Die Verhandlung wurde von Richter Jens Pfrommer geleitet, zudem übersetzte ein Dolmetscher den beiden Angeklagten das Geschehen im Gerichtssaal. Beide gaben an, sich nur bruchstückhaft oder gar nicht an die Tat zu erinnern. Der jüngere, 67-jährige Bruder erklärte, er habe „einen Filmriss“ gehabt, da er auf einer Familienfeier zu viel getrunken habe.

Absprache zwischen den Tätern?

Mehrere Zeugen – darunter die beiden angegriffenen Sanitäter – bestätigten im Wesentlichen die Vorwürfe der Staatsanwaltschaft. Ein Sanitäter schilderte, die Stimmung sei zunächst ruhig gewesen, habe sich dann jedoch plötzlich verschärft: „Auf einmal habe ich einen Schlag in den Magen bekommen und kurz darauf trat sein Bruder zu.“ Sein Kollege sagte, der Angriff habe „koordiniert“ gewirkt, da die Männer sich zuvor in einer anderen Sprache abgesprochen hätten. Die Polizei, die mit mehreren Streifenwagen anrückte, berichtete von erheblichen Schwierigkeiten bei der Aufnahme des Falls, da die Brüder mit bis zu 2,8 Promille stark betrunken gewesen seien.

Im Verlauf der Verhandlung wurden Entschuldigungsschreiben der Angeklagten vorgelesen. Beide Männer entschuldigten sich zudem persönlich bei den Sanitätern. Der 72-Jährige erklärte, es tue ihm „unglaublich leid“, der 67-Jährige betonte, er schäme sich „furchtbar“ und bat um Verzeihung.

Der Vertreter der Staatsanwaltschaft sah den Vorfall als erwiesen an und ging von einem abgestimmten Vorgehen aus. Alkohol sei „keine Entschuldigung“. Er forderte für den älteren Bruder zehn Monate Freiheitsstrafe und den jüngeren neun Monate, jeweils zur Bewährung ausgesetzt, obendrein für beide gemeinnützige Zahlungen. Die Verteidiger versuchten, den Tatbestand abzumildern und verwiesen auf den hohen Alkoholisierungsgrad.

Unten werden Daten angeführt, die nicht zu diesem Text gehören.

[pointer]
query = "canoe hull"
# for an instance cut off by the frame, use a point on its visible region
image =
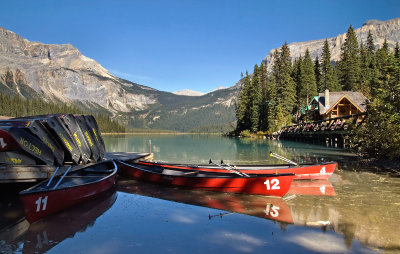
(39, 204)
(320, 171)
(277, 185)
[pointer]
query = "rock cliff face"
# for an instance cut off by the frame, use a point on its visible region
(62, 73)
(380, 30)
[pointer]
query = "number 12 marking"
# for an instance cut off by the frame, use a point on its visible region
(274, 185)
(39, 203)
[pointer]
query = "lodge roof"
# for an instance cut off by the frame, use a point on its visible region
(357, 98)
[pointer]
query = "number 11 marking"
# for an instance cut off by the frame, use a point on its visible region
(3, 145)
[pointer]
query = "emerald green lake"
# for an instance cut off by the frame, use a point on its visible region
(355, 211)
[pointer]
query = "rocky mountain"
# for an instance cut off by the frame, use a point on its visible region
(62, 73)
(380, 30)
(188, 92)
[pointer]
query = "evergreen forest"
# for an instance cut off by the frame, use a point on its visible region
(271, 100)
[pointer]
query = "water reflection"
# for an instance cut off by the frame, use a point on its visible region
(358, 206)
(43, 235)
(354, 211)
(254, 205)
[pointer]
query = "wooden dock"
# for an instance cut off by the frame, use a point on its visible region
(33, 173)
(332, 132)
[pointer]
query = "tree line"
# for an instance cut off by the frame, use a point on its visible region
(18, 106)
(267, 101)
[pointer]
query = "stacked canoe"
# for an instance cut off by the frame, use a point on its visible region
(50, 140)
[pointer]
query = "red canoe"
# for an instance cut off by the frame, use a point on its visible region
(303, 171)
(260, 184)
(271, 208)
(68, 190)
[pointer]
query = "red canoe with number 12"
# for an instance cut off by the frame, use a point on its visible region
(302, 171)
(257, 184)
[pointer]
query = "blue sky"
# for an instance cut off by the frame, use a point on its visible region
(175, 45)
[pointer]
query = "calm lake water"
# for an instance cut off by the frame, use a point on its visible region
(355, 211)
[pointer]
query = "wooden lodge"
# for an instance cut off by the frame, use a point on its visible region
(341, 104)
(331, 115)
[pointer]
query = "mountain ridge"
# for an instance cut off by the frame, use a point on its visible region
(60, 72)
(380, 30)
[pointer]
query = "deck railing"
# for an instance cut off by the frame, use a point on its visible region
(331, 124)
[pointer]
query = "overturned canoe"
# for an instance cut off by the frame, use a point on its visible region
(258, 184)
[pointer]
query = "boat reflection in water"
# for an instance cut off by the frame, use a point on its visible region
(47, 233)
(315, 187)
(271, 208)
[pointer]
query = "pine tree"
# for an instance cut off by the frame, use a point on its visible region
(363, 85)
(264, 98)
(296, 75)
(255, 100)
(242, 106)
(286, 88)
(309, 86)
(349, 64)
(328, 75)
(317, 73)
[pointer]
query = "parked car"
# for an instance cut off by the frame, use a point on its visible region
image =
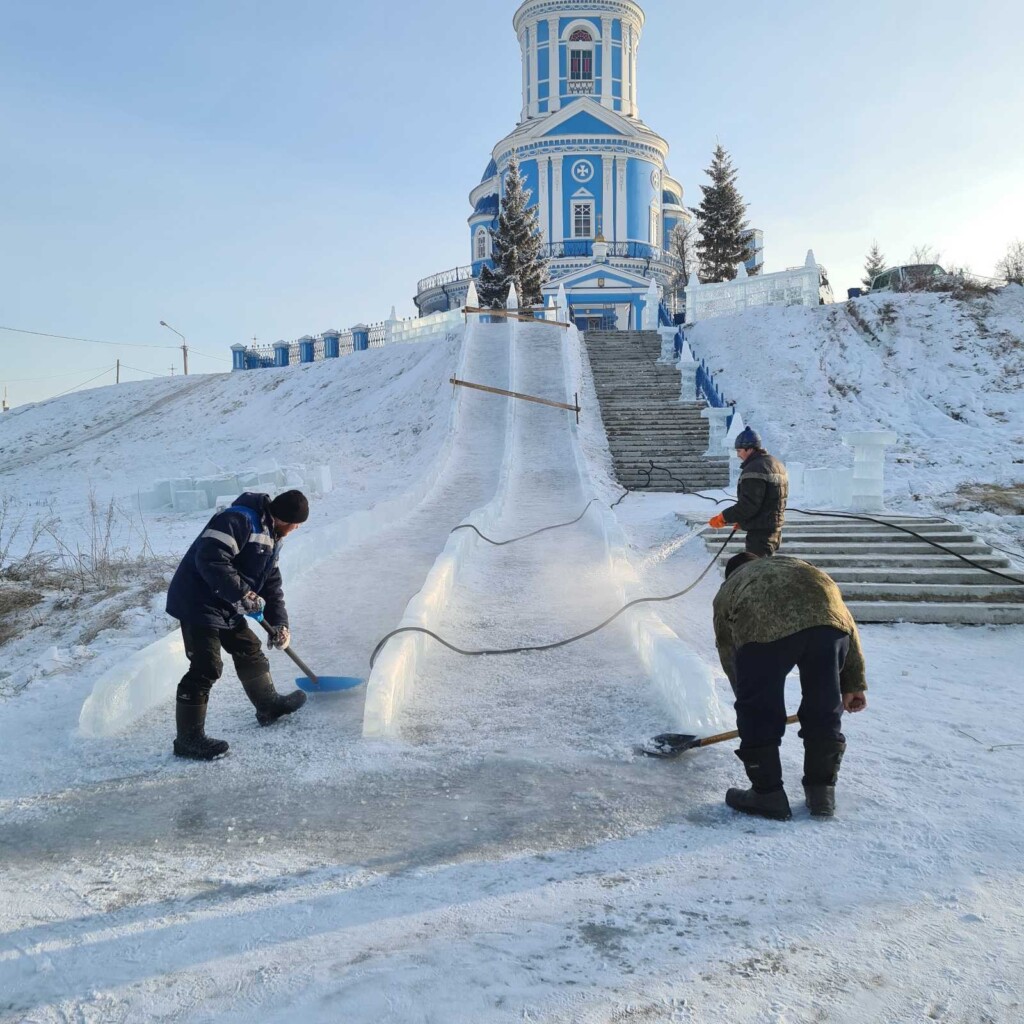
(899, 279)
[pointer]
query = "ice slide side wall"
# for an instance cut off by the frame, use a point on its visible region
(392, 678)
(148, 678)
(682, 677)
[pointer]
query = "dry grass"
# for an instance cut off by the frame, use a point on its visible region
(1003, 500)
(15, 599)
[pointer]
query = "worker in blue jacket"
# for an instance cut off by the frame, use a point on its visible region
(229, 571)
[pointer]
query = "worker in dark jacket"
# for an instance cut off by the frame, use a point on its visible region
(229, 571)
(761, 497)
(771, 615)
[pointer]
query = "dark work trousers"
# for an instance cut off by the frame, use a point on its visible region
(763, 542)
(761, 671)
(203, 644)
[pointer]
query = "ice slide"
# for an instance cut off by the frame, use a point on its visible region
(509, 467)
(348, 582)
(632, 679)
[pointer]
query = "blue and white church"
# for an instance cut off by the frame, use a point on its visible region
(597, 174)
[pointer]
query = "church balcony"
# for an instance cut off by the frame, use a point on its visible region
(584, 249)
(457, 273)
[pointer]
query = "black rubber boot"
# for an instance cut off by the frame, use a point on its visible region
(821, 761)
(268, 702)
(192, 741)
(766, 798)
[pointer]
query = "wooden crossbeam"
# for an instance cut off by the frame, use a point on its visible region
(509, 314)
(516, 394)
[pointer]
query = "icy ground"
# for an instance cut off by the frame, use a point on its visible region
(509, 859)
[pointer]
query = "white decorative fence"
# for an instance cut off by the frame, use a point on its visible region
(332, 344)
(802, 286)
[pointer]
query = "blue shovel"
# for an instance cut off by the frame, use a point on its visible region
(310, 682)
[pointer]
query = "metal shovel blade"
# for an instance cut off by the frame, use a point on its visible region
(328, 684)
(669, 744)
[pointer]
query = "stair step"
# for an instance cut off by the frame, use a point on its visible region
(924, 611)
(932, 592)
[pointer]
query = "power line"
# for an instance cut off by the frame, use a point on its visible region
(99, 341)
(109, 370)
(92, 341)
(52, 377)
(124, 366)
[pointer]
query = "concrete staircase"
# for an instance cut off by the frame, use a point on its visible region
(644, 418)
(887, 576)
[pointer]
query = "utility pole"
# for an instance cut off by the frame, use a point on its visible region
(184, 346)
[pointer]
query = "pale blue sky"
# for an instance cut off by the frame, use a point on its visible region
(270, 169)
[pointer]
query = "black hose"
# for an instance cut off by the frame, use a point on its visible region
(557, 643)
(905, 529)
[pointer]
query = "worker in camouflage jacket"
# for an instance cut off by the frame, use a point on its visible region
(771, 615)
(230, 571)
(761, 497)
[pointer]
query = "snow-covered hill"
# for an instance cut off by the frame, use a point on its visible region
(376, 418)
(510, 860)
(946, 374)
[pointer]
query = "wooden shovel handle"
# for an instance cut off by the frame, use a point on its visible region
(722, 736)
(295, 657)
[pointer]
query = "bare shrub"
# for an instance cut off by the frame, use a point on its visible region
(1011, 267)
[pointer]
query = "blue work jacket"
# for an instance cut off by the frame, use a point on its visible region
(235, 554)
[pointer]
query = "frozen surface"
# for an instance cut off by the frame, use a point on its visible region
(509, 860)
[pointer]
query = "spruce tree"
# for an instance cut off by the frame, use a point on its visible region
(516, 249)
(873, 265)
(724, 243)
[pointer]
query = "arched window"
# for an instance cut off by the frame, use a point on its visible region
(581, 61)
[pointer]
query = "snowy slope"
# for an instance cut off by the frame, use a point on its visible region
(945, 374)
(376, 418)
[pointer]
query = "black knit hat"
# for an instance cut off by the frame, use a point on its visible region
(290, 507)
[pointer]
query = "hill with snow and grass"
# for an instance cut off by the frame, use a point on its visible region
(495, 851)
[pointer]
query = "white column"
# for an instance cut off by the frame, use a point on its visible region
(535, 103)
(556, 85)
(621, 222)
(544, 218)
(606, 62)
(557, 223)
(634, 44)
(627, 68)
(522, 52)
(607, 197)
(868, 468)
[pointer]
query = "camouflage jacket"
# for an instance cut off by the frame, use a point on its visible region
(761, 494)
(776, 597)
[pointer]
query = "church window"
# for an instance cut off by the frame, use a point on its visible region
(583, 219)
(582, 66)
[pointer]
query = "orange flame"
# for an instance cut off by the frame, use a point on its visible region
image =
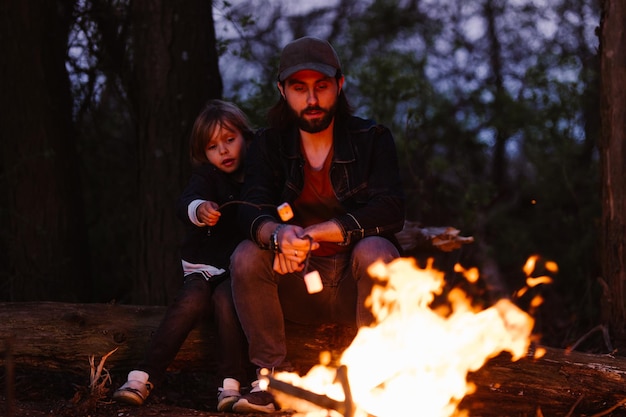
(415, 359)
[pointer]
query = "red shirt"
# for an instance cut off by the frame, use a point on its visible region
(317, 203)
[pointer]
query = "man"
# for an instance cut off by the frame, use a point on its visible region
(339, 174)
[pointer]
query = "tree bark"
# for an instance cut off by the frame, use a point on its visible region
(57, 336)
(613, 163)
(43, 253)
(175, 72)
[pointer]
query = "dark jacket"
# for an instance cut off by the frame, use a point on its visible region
(200, 245)
(364, 174)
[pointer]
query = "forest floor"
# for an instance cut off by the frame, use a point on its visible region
(57, 394)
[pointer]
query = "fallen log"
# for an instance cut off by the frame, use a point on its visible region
(62, 336)
(59, 336)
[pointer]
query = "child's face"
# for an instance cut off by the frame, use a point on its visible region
(226, 149)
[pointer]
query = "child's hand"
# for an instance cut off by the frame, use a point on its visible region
(207, 213)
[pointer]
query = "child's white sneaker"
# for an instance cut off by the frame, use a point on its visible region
(135, 390)
(228, 394)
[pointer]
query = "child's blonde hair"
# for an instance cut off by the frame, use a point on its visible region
(215, 115)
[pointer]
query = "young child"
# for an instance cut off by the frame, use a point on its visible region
(218, 145)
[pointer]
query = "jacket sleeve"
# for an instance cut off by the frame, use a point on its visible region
(381, 210)
(262, 185)
(201, 186)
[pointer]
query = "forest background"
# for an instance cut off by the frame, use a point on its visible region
(494, 106)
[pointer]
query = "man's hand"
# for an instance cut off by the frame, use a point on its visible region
(294, 248)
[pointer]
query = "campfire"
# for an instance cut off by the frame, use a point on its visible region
(415, 355)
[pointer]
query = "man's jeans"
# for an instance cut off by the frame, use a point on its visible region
(264, 299)
(194, 300)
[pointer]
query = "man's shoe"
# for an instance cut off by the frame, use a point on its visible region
(227, 395)
(135, 390)
(256, 401)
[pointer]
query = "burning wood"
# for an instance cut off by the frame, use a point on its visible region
(413, 351)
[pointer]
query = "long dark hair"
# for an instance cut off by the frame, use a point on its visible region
(281, 117)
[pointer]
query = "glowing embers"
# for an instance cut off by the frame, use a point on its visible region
(415, 359)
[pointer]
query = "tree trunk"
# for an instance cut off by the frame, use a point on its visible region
(559, 383)
(613, 162)
(175, 72)
(44, 254)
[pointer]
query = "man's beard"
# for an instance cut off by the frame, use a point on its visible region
(315, 125)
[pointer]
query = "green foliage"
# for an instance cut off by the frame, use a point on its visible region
(495, 130)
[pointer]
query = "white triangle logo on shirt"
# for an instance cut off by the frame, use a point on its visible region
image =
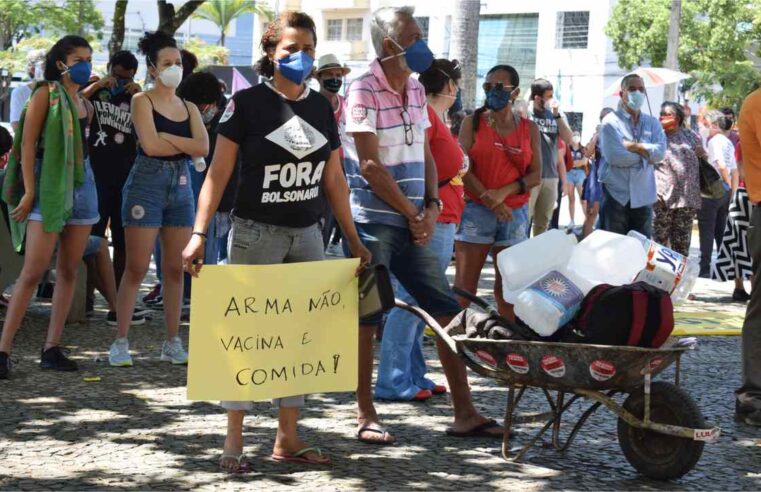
(298, 137)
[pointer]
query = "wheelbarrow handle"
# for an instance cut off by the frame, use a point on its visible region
(428, 319)
(478, 301)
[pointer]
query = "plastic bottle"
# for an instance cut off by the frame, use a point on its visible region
(667, 269)
(524, 263)
(549, 303)
(605, 258)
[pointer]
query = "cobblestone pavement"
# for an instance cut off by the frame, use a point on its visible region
(135, 429)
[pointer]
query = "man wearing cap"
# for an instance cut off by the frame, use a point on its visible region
(330, 74)
(395, 203)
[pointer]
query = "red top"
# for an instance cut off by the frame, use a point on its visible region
(497, 161)
(451, 165)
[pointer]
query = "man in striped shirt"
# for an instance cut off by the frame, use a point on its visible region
(395, 203)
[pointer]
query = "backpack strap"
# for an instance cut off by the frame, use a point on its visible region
(667, 322)
(639, 316)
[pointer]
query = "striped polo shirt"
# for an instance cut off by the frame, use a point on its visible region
(373, 106)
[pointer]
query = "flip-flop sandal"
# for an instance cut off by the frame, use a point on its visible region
(478, 431)
(243, 466)
(377, 430)
(298, 457)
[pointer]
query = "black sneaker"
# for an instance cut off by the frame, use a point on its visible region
(740, 296)
(53, 358)
(5, 365)
(137, 319)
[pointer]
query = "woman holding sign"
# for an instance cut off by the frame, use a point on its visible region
(289, 157)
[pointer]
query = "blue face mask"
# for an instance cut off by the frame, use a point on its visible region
(417, 56)
(296, 67)
(79, 72)
(636, 100)
(497, 99)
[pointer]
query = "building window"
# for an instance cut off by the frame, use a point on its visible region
(572, 30)
(575, 120)
(334, 28)
(354, 29)
(423, 23)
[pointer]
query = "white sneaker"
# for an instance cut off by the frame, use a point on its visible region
(119, 356)
(172, 351)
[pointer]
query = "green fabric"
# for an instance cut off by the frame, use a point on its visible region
(62, 164)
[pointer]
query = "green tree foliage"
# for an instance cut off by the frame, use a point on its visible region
(22, 18)
(208, 54)
(223, 12)
(716, 40)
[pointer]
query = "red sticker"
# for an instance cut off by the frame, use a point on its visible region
(553, 365)
(486, 357)
(358, 113)
(517, 363)
(602, 370)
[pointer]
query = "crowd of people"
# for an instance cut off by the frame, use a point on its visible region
(395, 168)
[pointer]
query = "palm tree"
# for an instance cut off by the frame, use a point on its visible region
(464, 46)
(223, 12)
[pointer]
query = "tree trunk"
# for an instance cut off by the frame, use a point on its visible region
(169, 20)
(464, 46)
(672, 50)
(117, 32)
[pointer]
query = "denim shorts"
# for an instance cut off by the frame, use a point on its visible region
(85, 209)
(576, 176)
(480, 226)
(158, 193)
(256, 243)
(415, 267)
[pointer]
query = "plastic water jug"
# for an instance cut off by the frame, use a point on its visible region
(606, 258)
(524, 263)
(549, 303)
(667, 269)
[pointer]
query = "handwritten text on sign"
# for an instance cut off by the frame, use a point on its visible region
(268, 331)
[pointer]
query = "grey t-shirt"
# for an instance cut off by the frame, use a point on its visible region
(548, 128)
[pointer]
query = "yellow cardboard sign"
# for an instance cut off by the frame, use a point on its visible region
(708, 324)
(269, 331)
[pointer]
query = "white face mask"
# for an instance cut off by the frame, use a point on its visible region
(171, 76)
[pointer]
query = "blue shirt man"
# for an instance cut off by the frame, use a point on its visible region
(631, 142)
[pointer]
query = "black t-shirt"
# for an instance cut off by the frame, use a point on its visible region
(284, 148)
(112, 137)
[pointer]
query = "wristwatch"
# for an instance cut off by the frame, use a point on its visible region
(435, 200)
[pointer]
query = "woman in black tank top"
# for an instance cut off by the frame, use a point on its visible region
(157, 198)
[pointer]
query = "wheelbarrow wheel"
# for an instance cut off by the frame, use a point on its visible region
(655, 455)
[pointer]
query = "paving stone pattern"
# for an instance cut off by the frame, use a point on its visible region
(136, 430)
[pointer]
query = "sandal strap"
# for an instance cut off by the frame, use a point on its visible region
(304, 451)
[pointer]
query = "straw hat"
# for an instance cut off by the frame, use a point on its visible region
(327, 62)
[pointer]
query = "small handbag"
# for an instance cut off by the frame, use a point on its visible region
(711, 183)
(376, 295)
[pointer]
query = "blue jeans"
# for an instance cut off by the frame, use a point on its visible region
(402, 369)
(621, 219)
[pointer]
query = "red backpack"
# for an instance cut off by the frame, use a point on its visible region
(638, 315)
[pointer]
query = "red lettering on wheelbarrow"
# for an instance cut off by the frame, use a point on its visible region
(707, 435)
(517, 363)
(486, 357)
(602, 370)
(553, 365)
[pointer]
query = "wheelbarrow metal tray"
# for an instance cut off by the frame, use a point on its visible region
(564, 366)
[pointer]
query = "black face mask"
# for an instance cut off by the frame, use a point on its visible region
(332, 85)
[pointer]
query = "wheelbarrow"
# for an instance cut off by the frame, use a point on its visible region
(661, 430)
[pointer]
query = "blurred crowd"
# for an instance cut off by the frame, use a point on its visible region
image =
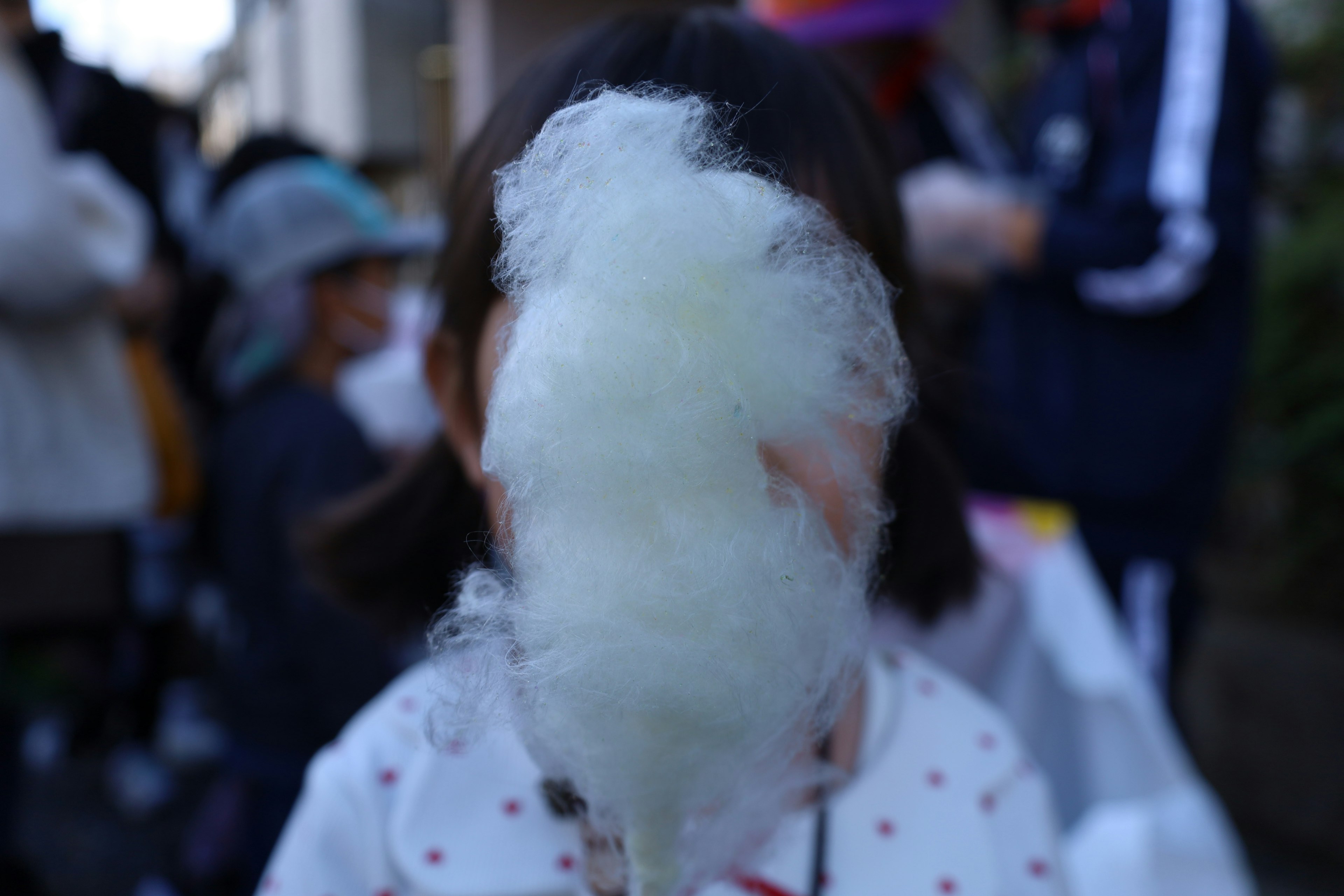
(227, 511)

Richter Pfrommer findet klare Worte

Richter Pfrommer folgte weitgehend den Forderungen der Staatsanwaltschaft: Beide Brüder wurden wegen gemeinschaftlicher gefährlicher Körperverletzung in Tateinheit mit tätlichem Angriff auf Personen, die Vollstreckungsbeamten gleichgestellt sind, verurteilt. Die Strafe wurde auf drei Jahre zur Bewährung ausgesetzt. In seiner Urteilsbegründung fand Pfrommer klare Worte: „Jemand kommt, um zu helfen, und bekommt dafür Schläge ab. Das geht einfach nicht.“ Er betonte, dass gerade Angriffe auf Rettungskräfte besonders schwer wiegen: „Es ist besonders mies, Menschen anzugreifen, die helfen wollen.“

Ein Gesetz, das Helfer schützen soll

Die Straftat des tätlichen Angriffs auf Personen, die Vollstreckungsbeamten gleichgestellt sind, wurde in Deutschland eingeführt, um Menschen zu schützen, die hoheitliche Aufgaben ausüben, aber nicht offiziell Beamte sind – etwa Sanitäter, Feuerwehrkräfte oder Justizbedienstete. Das Gesetz regelt, dass Angriffe auf solche Personen strafrechtlich ähnlich verfolgt werden wie Angriffe auf Polizisten. Hintergrund ist, dass Helfer im Einsatz häufig besonderen Gefahren ausgesetzt sind und ihre Tätigkeit nicht behindert werden darf. Die Vorschrift soll verhindern, dass Einsatzkräfte bei der Erfüllung ihrer Aufgaben körperlich angegriffen oder eingeschüchtert werden.